3. For wet waste, you can either try to compost it at home, or check if there is a collective compost area in your residential complex. In case that is not an option, you can line the bin with sandpaper or newspaper (to avoid using plastic bin bags) and throw your wet waste in it, which you will then have to hand out to your local garbage collector on a daily basis. You can also throw all your garden waste in this bin. Just clean the bin each day to avoid any odor.
4. To dispose any biomedical or hazardous waste (sanitary pads, condoms, bandages, old razors, expired cosmetics or medicines, basically anything soiled with human waste), wrap it separately in paper, mark a red cross on it and store separately. Hand them over to your garbage collector on a daily basis.

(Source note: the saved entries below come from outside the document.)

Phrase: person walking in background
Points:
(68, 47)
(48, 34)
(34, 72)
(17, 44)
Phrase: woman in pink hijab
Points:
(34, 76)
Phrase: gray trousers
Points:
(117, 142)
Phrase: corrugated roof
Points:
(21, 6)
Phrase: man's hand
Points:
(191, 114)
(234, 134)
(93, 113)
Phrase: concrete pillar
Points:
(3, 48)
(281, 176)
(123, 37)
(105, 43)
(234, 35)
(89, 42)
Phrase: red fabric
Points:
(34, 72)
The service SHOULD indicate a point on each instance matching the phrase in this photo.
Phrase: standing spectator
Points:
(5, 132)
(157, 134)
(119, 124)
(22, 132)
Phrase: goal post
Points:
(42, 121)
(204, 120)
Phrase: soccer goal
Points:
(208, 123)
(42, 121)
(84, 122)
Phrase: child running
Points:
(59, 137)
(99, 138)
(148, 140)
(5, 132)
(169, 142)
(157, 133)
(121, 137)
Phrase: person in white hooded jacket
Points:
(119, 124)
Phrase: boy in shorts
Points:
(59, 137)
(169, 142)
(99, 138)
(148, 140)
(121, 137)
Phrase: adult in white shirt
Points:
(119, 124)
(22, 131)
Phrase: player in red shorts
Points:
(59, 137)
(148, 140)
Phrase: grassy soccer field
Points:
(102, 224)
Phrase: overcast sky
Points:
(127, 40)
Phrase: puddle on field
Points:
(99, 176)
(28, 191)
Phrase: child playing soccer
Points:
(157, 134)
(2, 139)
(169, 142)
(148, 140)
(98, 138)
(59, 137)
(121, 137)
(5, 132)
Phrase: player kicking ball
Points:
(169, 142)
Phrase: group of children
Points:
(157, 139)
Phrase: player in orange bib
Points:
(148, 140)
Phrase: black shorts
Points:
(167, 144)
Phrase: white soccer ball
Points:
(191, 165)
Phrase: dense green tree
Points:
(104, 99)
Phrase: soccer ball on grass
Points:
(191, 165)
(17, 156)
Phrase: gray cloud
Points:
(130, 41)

5. E-waste is another type of waste which is not a daily waste and mainly includes waste such as old or damaged parts of your computer, wires, batteries, bulbs, remotes, watches, cellphones and all. You can store these in a separate bin, away from moisture, and hand it to your garbage collector once you have collected enough waste.
Once you begin, you’ll find it easier to sort out the waste at home, and even kids will be able to remember the use of the color coded bins. Why not try it out for a week and see if it works? And if it does, congrats! You for sure are on your way to help save the planet, in your very own big way!